Book Read Free

Murder at Malenfer

Page 6

by Iain McChesney


  And how could Dermot ever forget? He relived it himself every night. “I remember,” was all he said.

  “I tried to ask you for something. I was going to ask for a favor.”

  And Dermot was back there, transported by the memory; the walls of his room turned to dirt.

  Dermot, if I don’t make it... if I don’t get out… I need you to....

  “Yes, I remember, Français. Only we were a bit busy at the time.”

  “Please listen, Dermot.” Arthur was sincere. “I need your help now, I desperately need your help. I’ll beg for your assistance or do anything it takes.”

  “Jesus, Arthur. Calm down, man. Take a seat.” The thought of Arthur having to beg, after all he’d done to him.

  Arthur sat down again. “We didn’t have many secrets, Dermot, but I kept from you one. I had children, Dermot. I have children. Two boys. Twins. I was young... an indiscretion, and their mother… she died giving birth.”

  Dermot paid attention now; he’d never heard any of this. But why Arthur was bringing this to him tonight he could not yet understand.

  “My own father took care of things,” Arthur continued. “He made sure they’d be all right. But I did her wrong, I see that now, and also my two sons.”

  “Christ, you’re a sly bugger keeping that under your hat. What do you mean, took care of things? What happened to them, then?”

  “None of this was told to anyone. My father covered it up.”

  “But what happened to your kids?”

  “They were nursed away somewhere, and then later brought back to the farm. My father saw that they were cared for, but I couldn’t speak of their existence and did not acknowledge them as my own.”

  “But he died, didn’t he? Your father died years ago. Didn’t you tell me that?”

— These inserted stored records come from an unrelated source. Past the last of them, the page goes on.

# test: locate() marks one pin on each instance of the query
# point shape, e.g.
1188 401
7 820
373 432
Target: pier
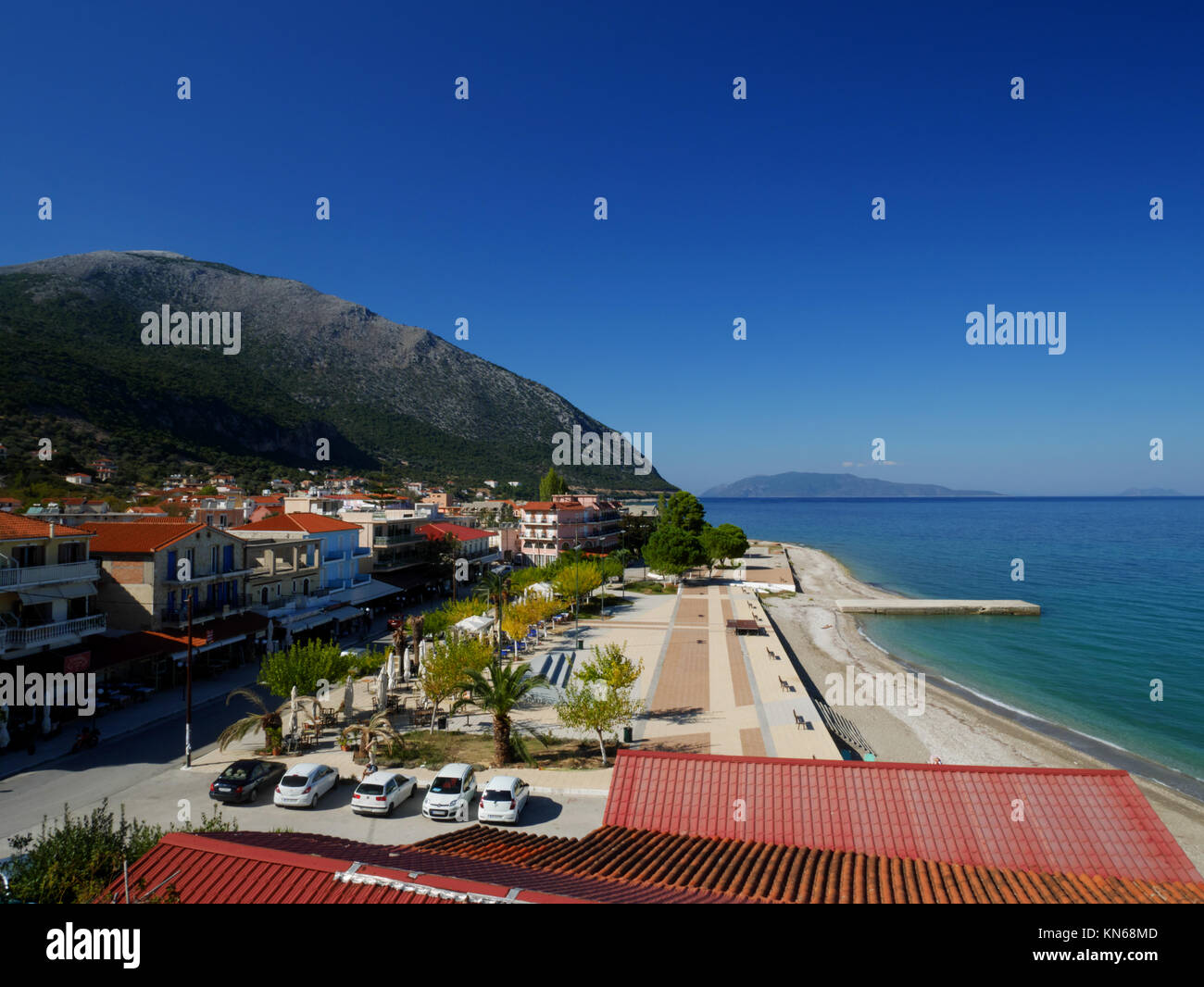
898 606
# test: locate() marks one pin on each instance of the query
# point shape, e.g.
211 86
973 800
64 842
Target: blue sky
718 208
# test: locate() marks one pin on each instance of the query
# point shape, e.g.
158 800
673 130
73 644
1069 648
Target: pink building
549 528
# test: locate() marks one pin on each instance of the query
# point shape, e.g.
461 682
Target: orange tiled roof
19 526
139 537
313 524
765 871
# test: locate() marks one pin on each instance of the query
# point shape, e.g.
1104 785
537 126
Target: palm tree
268 720
495 589
368 735
621 556
498 693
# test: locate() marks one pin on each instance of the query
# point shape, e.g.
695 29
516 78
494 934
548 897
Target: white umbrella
293 711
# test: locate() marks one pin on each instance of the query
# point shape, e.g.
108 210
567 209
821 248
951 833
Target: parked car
305 783
450 793
244 781
381 793
504 799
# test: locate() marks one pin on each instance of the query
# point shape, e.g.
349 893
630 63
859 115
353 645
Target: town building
565 522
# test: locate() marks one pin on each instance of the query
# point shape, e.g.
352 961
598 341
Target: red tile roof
504 874
19 526
438 530
314 524
1074 821
140 537
774 873
206 870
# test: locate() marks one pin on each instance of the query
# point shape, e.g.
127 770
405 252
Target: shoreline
959 723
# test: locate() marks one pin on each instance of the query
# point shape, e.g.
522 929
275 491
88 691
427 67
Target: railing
180 614
34 576
46 633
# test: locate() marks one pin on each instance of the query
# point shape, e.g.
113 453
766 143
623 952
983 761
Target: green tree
673 552
445 667
497 690
722 543
577 581
684 510
552 484
600 698
495 589
270 721
302 666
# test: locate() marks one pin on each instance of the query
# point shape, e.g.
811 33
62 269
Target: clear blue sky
718 208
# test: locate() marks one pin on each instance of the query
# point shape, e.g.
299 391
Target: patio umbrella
293 711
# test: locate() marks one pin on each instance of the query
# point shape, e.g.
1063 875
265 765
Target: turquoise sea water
1120 582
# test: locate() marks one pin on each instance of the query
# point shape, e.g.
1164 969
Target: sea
1118 653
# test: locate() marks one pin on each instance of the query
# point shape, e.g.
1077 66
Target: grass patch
477 749
651 586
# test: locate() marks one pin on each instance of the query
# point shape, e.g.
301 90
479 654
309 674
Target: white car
450 793
305 783
504 799
381 793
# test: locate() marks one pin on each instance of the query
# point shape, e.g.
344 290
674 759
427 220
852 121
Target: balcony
59 632
39 576
180 614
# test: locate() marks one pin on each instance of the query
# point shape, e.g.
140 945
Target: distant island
1150 492
834 485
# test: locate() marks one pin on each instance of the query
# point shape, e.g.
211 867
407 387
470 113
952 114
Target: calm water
1120 584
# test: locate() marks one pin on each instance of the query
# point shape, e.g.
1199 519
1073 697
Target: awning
58 591
345 613
368 591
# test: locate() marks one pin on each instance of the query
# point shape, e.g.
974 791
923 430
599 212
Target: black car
244 781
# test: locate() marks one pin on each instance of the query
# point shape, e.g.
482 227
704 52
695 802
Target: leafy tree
552 484
497 693
302 666
722 543
445 667
684 510
672 552
601 696
577 581
270 721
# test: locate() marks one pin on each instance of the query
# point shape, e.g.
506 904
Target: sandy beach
955 726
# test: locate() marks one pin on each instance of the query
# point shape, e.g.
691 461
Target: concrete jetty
897 606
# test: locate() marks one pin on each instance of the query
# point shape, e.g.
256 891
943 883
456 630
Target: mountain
1150 492
834 485
308 366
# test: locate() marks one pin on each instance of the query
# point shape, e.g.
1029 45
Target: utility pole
188 690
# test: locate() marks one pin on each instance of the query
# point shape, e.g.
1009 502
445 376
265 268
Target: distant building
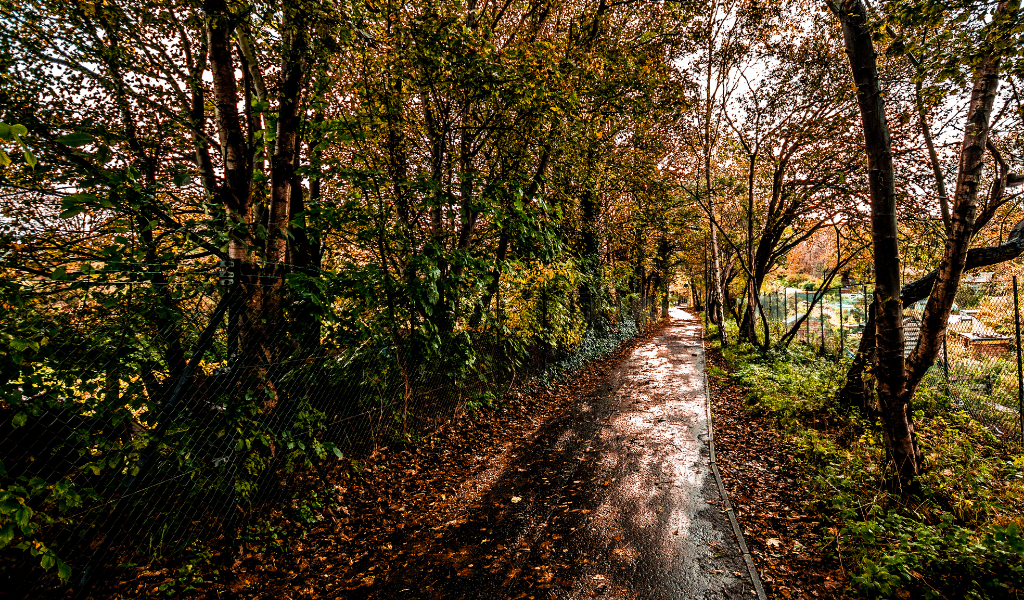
975 281
969 332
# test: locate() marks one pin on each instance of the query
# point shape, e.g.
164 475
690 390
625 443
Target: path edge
751 567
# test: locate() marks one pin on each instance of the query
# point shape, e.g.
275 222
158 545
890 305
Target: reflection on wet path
613 499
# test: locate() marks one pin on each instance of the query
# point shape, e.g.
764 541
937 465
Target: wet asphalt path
614 499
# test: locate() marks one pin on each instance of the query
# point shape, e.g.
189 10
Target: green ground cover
957 536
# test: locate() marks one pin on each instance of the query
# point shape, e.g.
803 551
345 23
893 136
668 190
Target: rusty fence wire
152 419
979 369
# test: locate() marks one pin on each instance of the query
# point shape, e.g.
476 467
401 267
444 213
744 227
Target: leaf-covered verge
958 537
357 522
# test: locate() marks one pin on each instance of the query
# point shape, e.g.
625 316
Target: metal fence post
865 304
842 331
807 319
1020 373
821 319
945 362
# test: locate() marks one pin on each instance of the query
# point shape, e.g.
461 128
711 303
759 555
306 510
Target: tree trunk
889 367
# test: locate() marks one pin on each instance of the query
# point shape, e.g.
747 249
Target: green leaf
76 139
29 157
19 419
22 517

  “He did. And I let things carry on. I got to watch them both grow up and work around the estate.”

  “Well...” Dermot wasn’t sure what to say; he didn’t want to judge. “That’s great, isn’t it? So now you’ve got two kids!”

  “Just recently, my brother Michel passed away. The question of the estate’s inheritance remains to be decided.”

  “But you’ll get it, won’t you?” He racked his memory. “I thought you were the eldest?”

  Arthur just looked at him and puffed out his mustache. “When you see things as they really are, you’ll better understand; but they, by rights, should get their share and be very well looked after.”

  “You said they work on the estate?”

  Arthur shied from the question. “I’ve not been a good father, Dermot, but I need to do this much for them.”

  “And your family doesn’t know?” Dermot repeated Arthur’s own words to try to keep things straight. In his head the absinthe bath was slowly unraveling everything.

  “Growing up, I thought the twins might suspect, or my mother would know the truth. But now I know I was wrong. I have to tell them, Dermot, don’t you see? It will mean so much for them all.”

  “I don’t really know, Arthur.”

  “The Malenfer line isn’t over! The family name lives on!”

  “And this is a big thing in your neighborhood?”

  “You should come and see for yourself.”

  “And why do you need me again? What am I supposed to do?”

  “You are the one who must tell them.”

  “That’s still the bit I don’t really get. Why don’t you tell them yourself?”

  “Because I told you, Dermot! I am dead, I really am, and no one else can see me. So you’d be really helping me out.”

  “Oh, I remember. It’s coming back now. You did tell me that bit, yes. Good, good. Nice to get that straight. So I’m sort of being haunted then, is that what we’re saying? You’re either messing with my head or you’re driving me mad from the grave?”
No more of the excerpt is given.